The Coupa SWIFT Services is a service for all customers using SWIFT as a communication channel. This service can be divided into two categories: 

  • Token Management without SWIFT Customer Security Programme (CSP) Assessment

  • Token Management and SWIFT Customer Security Programme (CSP) Assessment

With this service the Coupa customer is not only able to transfer the effort and complexity for administering the SWIFT Setup to experts, but can also get support in regards to the mandatory SWIFT CSP Assessment. Still there are a few obligations remaining in the responsibility of the customer (e.g. BIC Validation, User account prolongation).

This document describes the Coupa SWIFT Services capabilities of helping organizations to address each of the components necessary for managing the Tokens and perform a security assessment.
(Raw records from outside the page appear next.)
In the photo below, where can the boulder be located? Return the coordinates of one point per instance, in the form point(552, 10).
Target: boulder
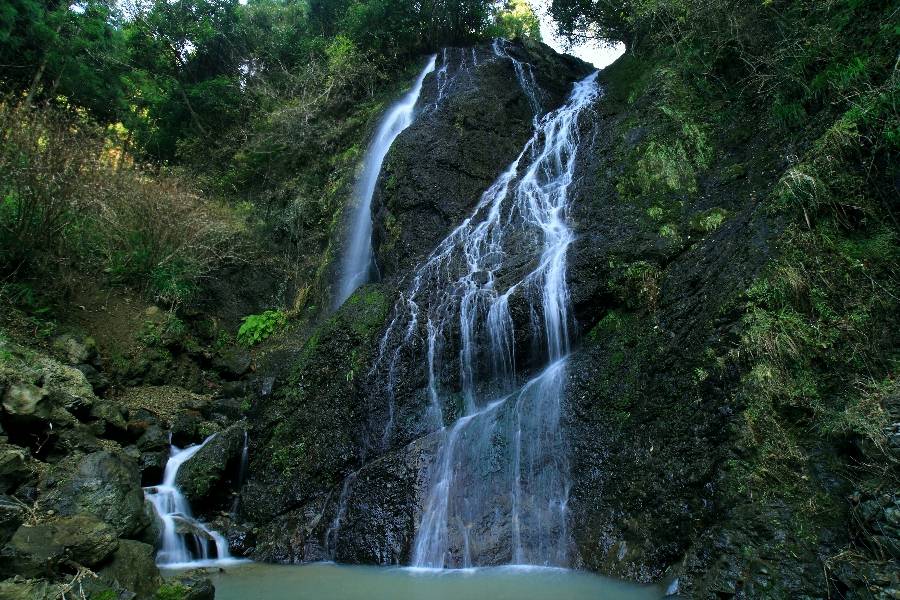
point(232, 362)
point(153, 438)
point(133, 568)
point(185, 428)
point(103, 484)
point(36, 550)
point(18, 588)
point(15, 467)
point(195, 586)
point(152, 466)
point(12, 514)
point(27, 404)
point(110, 416)
point(208, 472)
point(74, 349)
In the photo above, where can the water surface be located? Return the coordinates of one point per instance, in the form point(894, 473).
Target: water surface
point(328, 581)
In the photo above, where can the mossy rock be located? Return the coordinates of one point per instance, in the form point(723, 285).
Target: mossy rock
point(35, 549)
point(204, 478)
point(102, 484)
point(133, 568)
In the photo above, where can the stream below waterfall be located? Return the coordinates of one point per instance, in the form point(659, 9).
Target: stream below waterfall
point(329, 581)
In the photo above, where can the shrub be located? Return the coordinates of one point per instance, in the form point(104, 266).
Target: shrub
point(63, 202)
point(256, 328)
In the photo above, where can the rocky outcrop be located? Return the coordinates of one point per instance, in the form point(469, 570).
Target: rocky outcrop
point(70, 493)
point(102, 484)
point(214, 469)
point(38, 550)
point(475, 119)
point(132, 567)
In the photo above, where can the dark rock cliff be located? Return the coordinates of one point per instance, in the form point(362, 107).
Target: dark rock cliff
point(674, 234)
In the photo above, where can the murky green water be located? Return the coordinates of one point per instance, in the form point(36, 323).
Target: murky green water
point(325, 581)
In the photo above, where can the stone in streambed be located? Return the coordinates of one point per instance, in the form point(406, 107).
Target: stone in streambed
point(132, 567)
point(12, 515)
point(37, 550)
point(202, 478)
point(15, 467)
point(18, 588)
point(103, 484)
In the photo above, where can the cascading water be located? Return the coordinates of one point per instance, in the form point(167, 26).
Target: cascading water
point(357, 260)
point(185, 542)
point(499, 481)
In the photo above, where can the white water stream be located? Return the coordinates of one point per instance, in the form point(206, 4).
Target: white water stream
point(185, 542)
point(499, 481)
point(357, 260)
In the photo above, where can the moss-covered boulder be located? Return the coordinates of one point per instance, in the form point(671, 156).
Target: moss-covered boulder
point(38, 550)
point(207, 477)
point(304, 436)
point(12, 515)
point(15, 467)
point(102, 484)
point(132, 567)
point(18, 588)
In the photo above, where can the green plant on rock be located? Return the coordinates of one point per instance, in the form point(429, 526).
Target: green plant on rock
point(256, 328)
point(710, 220)
point(171, 591)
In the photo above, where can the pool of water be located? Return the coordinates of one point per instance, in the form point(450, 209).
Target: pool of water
point(327, 581)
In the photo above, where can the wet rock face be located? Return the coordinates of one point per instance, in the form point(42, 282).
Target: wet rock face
point(330, 421)
point(35, 550)
point(474, 120)
point(102, 484)
point(206, 476)
point(132, 567)
point(306, 436)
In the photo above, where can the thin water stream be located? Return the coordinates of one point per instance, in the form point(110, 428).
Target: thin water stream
point(357, 260)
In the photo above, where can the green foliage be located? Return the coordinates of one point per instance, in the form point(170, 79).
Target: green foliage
point(66, 204)
point(256, 328)
point(516, 20)
point(664, 166)
point(709, 220)
point(171, 591)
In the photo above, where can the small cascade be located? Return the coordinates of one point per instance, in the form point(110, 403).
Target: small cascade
point(185, 541)
point(499, 480)
point(242, 473)
point(525, 75)
point(357, 260)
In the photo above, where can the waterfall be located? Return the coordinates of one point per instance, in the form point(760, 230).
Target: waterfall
point(499, 481)
point(185, 541)
point(357, 260)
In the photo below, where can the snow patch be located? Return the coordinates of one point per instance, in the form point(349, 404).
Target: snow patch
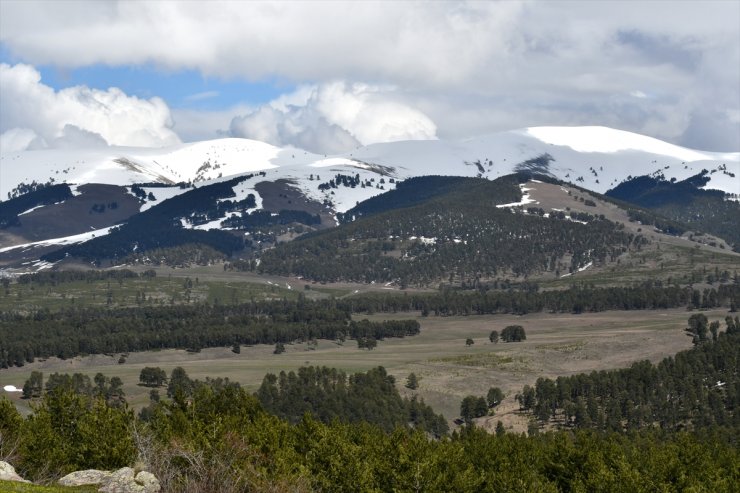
point(67, 240)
SWIFT Services Prerequisites 

  • Coupa retains and maintains the client’s tokens.

  • Coupa treasury software is operated in the cloud.

Who Are “Coupa SWIFT Services” Clients?

Any customer who is a member of the SWIFT network and has their own BIC is subject to SWIFT regulations. All clients using the network underlie the SWIFT Customer Security Programme (CSP) and have to be compliant with the SWIFT regulatory framework.
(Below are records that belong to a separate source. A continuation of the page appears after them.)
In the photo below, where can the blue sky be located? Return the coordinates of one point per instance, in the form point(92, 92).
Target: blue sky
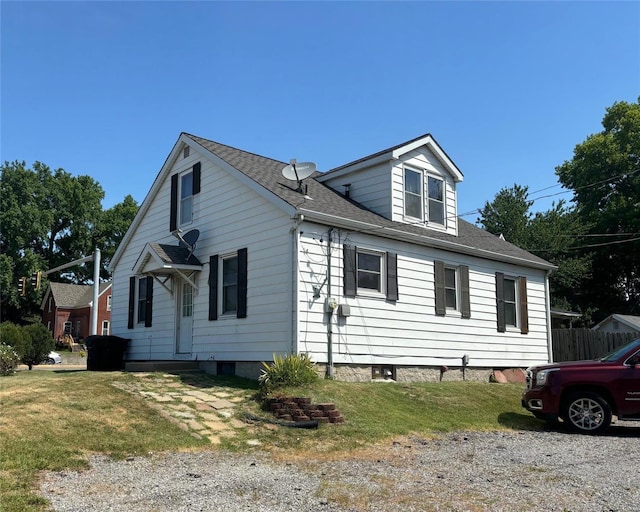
point(507, 88)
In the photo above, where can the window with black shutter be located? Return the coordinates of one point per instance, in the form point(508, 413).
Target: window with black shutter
point(369, 272)
point(184, 187)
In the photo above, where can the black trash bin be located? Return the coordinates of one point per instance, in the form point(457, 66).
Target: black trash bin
point(105, 353)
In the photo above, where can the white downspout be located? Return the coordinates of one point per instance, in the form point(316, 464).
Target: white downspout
point(294, 282)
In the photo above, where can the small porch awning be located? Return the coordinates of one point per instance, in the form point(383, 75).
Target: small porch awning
point(163, 261)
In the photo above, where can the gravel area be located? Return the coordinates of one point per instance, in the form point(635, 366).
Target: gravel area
point(488, 471)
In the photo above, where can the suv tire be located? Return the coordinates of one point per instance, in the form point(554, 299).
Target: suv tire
point(586, 412)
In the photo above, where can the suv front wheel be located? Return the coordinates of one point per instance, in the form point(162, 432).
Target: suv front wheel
point(587, 413)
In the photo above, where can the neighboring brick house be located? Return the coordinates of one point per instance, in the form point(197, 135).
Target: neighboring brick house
point(66, 309)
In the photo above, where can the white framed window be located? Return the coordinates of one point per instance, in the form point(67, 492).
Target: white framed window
point(370, 271)
point(435, 192)
point(142, 299)
point(186, 198)
point(229, 288)
point(413, 200)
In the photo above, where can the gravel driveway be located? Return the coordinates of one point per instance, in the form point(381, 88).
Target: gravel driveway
point(489, 471)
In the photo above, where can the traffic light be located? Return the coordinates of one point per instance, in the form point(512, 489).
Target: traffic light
point(35, 280)
point(22, 286)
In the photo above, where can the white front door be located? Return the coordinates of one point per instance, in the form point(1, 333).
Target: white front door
point(184, 318)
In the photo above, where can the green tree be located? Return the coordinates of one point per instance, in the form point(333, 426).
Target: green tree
point(508, 215)
point(550, 235)
point(604, 175)
point(39, 343)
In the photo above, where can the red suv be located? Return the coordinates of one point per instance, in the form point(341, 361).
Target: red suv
point(586, 394)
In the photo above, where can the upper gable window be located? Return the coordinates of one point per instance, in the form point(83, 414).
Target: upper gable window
point(370, 267)
point(230, 285)
point(413, 193)
point(436, 200)
point(186, 198)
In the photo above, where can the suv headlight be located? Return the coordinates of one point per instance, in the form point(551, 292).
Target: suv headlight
point(543, 376)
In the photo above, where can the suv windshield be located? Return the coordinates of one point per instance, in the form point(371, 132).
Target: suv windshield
point(615, 354)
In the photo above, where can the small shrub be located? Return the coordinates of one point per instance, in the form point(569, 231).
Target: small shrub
point(9, 360)
point(289, 370)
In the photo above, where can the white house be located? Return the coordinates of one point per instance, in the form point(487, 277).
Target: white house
point(367, 268)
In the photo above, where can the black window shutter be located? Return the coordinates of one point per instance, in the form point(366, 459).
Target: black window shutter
point(524, 308)
point(350, 283)
point(213, 287)
point(173, 210)
point(148, 302)
point(196, 178)
point(502, 327)
point(441, 303)
point(132, 301)
point(465, 300)
point(242, 283)
point(392, 276)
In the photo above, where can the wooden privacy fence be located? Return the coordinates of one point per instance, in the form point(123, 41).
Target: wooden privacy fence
point(578, 344)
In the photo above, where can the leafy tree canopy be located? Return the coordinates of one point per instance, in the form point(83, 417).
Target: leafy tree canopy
point(50, 218)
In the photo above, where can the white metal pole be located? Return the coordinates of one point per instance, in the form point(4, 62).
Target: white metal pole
point(96, 291)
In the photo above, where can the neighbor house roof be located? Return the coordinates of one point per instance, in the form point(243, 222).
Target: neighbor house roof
point(322, 204)
point(73, 296)
point(326, 204)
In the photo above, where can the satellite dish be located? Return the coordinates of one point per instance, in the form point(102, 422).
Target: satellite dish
point(298, 171)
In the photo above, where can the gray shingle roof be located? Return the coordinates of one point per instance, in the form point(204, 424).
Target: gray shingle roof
point(267, 172)
point(68, 295)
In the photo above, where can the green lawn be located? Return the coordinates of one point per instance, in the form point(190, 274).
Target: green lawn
point(50, 420)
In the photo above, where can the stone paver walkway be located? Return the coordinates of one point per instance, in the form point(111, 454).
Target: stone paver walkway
point(190, 401)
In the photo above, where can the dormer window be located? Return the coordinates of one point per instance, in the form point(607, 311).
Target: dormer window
point(436, 200)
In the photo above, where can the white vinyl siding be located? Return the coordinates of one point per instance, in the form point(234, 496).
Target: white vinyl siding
point(186, 198)
point(370, 187)
point(413, 197)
Business challenge(s) addressed

Companies, especially treasury departments, want to use the SWIFT network as a central communication channel for payments and account statements. However, this connection entails a number of obligations. Fulfilling these obligations can require in-depth knowledge and sometimes be time-consuming. 
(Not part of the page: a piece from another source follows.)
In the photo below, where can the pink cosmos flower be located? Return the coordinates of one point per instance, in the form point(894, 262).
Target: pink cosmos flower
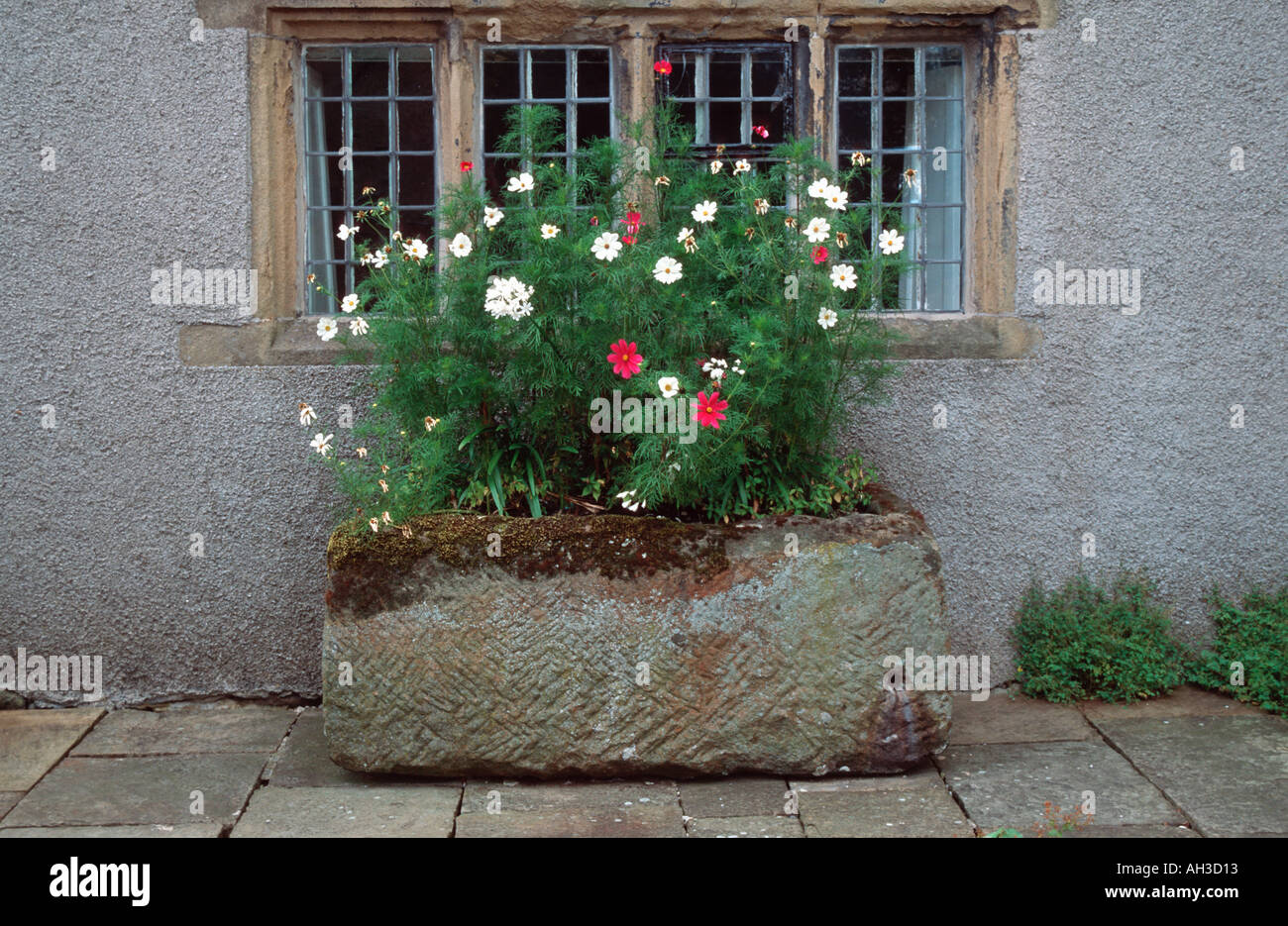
point(707, 410)
point(625, 359)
For example, the SWIFT setup must always be fully functional and comply with the regulations. As well, customers must meet the requirements of the SWIFT Customer Security Programme (CSP Programme) https://www.swift.com/myswift/customer-security-programme-csp and submit the Security Attestation in full, on time, and in compliance with the Customer Security Control Framework (CSCF Framework).

Failure to undertake an assessment, along with keeping an outdated assessment published, could be reported to supervisors by SWIFT and made visible to counterparties in the same manner as a failure to timely attest or the publication of a non-fully compliant attestation.

Coupa SWIFT Services supports the customer in the timely execution of these tasks and the compliance with all regulatory requirements. 

Coupa SWIFT Services capabilities and benefits

Coupa SWIFT Services include the management of SWIFT tokens as well as the execution of the independent CSP assessment required by SWIFT.

Customers Obligations

Participants and users of the SWIFT network have the obligation to fulfill certain requirements on the part of SWIFT as part of the contractual frameworks. 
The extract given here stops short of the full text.